That day in July of 1961, the day my sister had to go to the hospital for a tonsillectomy, my mother planned to stay overnight there with her. As I wrote earlier it was the day I woke up with the definite sign that I was indeed on the road to female maturity. I was cared for competently by my grandmother and aunt, but by the end of that long hot day I was very tired and missing my mother. I flopped face down onto my bed. I could hear my father's light footstep and I knew he was standing in the doorway, hesitating. Then he walked up to me and patted my shoulder in a clumsy manner, and this was something quite different from the way my father was. He was never clumsy and he never hesitated. But this physical reassurance spoke. It said everything. I could tell that because he was a man and didn't grow up around girls, he didn't know how to say anything. There was this big breach between him and me. But all was well. He did manage to cross that breach, and his big hand is still on my shoulder.
My father was a chemist and belonged to the Pittsburgh chapter of the American Chemical Society. He went to meetings every other Thursday night. Those nights that he didn't come home for dinner were the times when my grandmother was there and we always had something for dinner that my father didn't like to eat. I always feel guilty saying this because I loved and respected my father, but the four of us had a lot of fun then because my father was very strict about table manners and topics that were appropriate to discuss while eating. So we ate our crab cakes or fried chicken and giggled a lot.

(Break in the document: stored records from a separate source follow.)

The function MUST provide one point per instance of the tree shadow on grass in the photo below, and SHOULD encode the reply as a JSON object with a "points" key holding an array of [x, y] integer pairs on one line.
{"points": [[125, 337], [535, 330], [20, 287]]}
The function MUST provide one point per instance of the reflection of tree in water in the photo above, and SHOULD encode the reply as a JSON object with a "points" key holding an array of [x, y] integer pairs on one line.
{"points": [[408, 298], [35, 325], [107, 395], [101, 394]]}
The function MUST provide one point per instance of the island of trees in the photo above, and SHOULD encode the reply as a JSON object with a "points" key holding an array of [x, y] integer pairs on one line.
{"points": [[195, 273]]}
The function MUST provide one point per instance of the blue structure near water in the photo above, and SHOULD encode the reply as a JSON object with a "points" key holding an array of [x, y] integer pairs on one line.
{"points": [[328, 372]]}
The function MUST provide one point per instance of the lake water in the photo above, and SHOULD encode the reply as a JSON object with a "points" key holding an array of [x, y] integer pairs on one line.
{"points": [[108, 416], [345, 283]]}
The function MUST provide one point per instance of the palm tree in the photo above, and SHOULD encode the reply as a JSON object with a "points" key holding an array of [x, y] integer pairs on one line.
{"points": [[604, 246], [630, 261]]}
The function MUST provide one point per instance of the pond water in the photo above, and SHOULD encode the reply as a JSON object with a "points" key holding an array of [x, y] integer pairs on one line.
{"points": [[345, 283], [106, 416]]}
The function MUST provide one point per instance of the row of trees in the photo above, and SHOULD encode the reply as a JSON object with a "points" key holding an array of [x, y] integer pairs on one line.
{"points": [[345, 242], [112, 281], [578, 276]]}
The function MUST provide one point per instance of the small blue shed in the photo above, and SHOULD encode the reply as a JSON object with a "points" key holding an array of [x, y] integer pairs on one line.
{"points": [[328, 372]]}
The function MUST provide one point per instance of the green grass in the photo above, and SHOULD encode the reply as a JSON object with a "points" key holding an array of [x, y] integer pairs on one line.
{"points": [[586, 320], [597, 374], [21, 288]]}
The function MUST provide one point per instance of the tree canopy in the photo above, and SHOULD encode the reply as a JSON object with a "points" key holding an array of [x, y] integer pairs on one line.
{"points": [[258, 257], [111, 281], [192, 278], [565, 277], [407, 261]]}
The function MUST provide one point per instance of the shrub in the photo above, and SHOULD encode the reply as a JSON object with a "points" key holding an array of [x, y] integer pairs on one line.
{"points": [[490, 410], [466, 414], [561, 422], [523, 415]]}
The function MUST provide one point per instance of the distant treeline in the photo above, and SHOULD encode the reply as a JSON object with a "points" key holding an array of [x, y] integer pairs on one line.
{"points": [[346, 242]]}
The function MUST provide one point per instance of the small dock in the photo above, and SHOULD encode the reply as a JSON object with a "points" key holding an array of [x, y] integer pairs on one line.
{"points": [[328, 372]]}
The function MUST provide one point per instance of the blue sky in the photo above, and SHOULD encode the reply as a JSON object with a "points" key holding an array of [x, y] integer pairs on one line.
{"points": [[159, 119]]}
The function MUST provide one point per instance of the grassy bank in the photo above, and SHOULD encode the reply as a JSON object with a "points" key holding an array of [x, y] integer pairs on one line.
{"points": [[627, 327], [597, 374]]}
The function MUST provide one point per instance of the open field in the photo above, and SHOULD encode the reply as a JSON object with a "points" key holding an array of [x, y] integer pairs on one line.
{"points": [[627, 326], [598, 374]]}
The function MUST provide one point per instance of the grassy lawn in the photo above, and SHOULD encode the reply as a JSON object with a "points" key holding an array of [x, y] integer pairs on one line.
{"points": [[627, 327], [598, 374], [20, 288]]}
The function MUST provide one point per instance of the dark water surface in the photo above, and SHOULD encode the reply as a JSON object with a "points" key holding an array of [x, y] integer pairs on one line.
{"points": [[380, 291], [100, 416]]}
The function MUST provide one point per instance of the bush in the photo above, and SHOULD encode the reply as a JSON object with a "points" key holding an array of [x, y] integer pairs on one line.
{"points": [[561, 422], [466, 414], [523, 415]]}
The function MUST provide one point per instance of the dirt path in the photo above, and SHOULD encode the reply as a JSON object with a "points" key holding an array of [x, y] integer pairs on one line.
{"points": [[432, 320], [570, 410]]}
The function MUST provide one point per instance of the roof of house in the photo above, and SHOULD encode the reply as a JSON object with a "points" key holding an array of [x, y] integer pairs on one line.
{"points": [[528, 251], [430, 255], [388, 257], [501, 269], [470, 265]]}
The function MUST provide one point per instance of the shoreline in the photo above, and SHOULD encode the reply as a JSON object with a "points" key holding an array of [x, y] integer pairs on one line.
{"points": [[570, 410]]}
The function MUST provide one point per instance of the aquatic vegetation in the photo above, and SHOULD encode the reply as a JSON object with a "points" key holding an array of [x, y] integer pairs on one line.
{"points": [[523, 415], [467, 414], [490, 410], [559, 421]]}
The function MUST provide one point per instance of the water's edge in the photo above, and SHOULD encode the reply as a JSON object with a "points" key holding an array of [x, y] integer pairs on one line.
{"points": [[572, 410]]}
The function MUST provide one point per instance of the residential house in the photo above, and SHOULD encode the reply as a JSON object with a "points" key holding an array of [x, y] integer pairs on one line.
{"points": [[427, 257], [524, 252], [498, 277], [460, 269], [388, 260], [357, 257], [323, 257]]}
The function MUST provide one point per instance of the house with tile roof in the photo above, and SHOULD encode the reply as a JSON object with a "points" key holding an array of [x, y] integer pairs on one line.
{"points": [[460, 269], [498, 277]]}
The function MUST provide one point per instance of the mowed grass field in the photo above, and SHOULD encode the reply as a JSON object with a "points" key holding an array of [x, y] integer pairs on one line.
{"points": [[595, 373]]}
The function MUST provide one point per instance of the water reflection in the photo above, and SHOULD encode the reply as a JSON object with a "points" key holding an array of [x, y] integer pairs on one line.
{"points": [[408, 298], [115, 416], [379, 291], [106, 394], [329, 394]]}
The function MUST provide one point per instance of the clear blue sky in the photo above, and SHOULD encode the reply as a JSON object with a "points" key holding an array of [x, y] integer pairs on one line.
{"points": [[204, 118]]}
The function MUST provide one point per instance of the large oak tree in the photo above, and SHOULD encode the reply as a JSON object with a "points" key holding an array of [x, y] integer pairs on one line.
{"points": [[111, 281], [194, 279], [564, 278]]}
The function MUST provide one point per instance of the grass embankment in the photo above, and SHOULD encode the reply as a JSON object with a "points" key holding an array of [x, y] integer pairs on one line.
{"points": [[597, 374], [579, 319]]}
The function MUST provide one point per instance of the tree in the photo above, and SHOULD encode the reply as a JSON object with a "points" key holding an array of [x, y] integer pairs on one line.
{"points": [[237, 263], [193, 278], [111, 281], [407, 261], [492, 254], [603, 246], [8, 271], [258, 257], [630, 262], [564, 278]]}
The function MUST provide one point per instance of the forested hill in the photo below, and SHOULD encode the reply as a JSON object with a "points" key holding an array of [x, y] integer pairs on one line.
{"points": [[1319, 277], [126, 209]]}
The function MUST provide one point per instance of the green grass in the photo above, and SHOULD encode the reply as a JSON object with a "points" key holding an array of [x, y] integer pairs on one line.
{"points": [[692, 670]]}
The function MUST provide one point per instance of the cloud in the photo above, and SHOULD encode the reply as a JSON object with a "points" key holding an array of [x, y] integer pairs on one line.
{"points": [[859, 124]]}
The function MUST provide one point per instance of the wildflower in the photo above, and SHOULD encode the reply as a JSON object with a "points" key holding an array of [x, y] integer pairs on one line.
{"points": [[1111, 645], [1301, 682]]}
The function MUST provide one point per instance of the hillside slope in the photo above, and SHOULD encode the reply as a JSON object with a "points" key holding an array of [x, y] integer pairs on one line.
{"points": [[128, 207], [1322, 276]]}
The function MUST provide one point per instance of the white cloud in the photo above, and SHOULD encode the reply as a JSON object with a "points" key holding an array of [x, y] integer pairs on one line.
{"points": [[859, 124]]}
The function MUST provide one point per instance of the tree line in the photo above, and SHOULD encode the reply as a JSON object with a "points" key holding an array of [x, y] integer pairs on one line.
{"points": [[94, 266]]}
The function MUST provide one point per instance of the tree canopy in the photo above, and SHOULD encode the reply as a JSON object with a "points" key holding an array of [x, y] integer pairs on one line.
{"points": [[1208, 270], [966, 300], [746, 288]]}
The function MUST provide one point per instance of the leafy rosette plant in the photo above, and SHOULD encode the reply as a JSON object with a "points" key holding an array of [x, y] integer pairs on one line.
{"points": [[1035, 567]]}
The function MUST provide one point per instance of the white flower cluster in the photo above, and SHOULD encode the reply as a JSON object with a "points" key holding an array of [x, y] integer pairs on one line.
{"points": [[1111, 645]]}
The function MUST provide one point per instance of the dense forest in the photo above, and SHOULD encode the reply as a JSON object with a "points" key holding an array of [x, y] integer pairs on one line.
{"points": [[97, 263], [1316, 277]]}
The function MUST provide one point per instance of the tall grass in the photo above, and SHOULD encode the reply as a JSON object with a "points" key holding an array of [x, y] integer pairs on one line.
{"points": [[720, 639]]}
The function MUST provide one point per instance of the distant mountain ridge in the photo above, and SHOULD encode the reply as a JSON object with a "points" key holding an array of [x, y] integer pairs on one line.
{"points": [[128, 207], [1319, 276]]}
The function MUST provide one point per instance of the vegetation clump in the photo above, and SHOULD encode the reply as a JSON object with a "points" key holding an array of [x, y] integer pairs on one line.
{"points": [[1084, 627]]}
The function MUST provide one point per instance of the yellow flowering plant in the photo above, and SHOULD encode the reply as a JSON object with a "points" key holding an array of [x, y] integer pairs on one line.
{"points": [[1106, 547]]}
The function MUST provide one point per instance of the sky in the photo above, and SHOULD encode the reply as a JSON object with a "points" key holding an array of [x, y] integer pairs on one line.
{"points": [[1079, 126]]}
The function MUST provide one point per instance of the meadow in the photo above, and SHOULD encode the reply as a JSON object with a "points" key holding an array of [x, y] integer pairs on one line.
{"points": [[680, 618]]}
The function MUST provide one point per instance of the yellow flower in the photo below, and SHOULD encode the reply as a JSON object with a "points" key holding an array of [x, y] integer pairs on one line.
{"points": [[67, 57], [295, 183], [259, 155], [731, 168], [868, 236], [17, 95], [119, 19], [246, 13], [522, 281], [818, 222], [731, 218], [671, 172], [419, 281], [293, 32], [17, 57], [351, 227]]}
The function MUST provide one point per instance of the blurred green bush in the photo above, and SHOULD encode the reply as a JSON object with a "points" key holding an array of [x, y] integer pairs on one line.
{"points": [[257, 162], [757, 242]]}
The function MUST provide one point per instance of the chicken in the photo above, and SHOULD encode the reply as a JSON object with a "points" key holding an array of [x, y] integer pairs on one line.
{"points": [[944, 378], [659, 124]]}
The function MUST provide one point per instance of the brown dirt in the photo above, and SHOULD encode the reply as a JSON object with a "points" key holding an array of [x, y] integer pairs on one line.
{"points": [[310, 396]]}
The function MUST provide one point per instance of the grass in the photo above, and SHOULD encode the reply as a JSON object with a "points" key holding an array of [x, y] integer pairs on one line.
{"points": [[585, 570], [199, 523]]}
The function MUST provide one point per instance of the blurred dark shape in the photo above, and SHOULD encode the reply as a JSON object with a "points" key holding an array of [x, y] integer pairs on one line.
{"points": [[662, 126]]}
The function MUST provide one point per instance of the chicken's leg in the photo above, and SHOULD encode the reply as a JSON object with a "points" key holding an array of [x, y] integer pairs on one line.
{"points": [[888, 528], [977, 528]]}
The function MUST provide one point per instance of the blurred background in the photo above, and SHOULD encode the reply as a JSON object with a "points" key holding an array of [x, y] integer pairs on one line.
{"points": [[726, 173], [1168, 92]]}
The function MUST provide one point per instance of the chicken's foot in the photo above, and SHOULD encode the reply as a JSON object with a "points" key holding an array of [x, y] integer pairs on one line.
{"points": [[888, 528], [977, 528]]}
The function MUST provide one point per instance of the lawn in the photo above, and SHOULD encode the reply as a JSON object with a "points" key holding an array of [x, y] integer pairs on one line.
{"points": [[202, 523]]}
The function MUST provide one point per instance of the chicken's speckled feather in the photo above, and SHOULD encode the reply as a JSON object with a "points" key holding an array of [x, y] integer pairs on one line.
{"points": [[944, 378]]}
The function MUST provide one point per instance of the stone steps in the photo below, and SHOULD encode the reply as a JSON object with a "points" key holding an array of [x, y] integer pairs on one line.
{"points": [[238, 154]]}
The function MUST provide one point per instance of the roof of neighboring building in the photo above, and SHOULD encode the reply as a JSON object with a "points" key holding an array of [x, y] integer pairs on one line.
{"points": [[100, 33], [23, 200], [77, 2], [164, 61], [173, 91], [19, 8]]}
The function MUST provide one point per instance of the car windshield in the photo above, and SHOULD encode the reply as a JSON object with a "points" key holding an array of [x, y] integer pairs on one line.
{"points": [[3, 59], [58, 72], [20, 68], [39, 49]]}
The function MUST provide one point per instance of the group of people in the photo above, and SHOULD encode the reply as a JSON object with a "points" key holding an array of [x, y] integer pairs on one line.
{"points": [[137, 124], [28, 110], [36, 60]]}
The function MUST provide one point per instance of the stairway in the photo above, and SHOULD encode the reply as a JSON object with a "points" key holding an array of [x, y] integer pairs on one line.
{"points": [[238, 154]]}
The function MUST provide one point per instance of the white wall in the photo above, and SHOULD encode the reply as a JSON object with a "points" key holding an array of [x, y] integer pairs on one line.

My father was elected president of his chapter of the chemical society and we were all proud of him. It wasn't a surprise to us that our father would be president of anything. He was a true natural leader; he stood straight, spoke little but well, NEVER got confused, had a great deal of dignity. He had a gavel he used to conduct these meetings and it sat on a shelf in our spare room. We would look at this gavel with the gold band around the handle and of course as children we wanted to touch it and play with it. But these desires we never took seriously--just the thought of what could happen if we somehow managed to break it or mar its surface frightened us.
After my father's death the Pittsburgh chapter of the society established a "Sherwin A. Golding Man of the Year Award."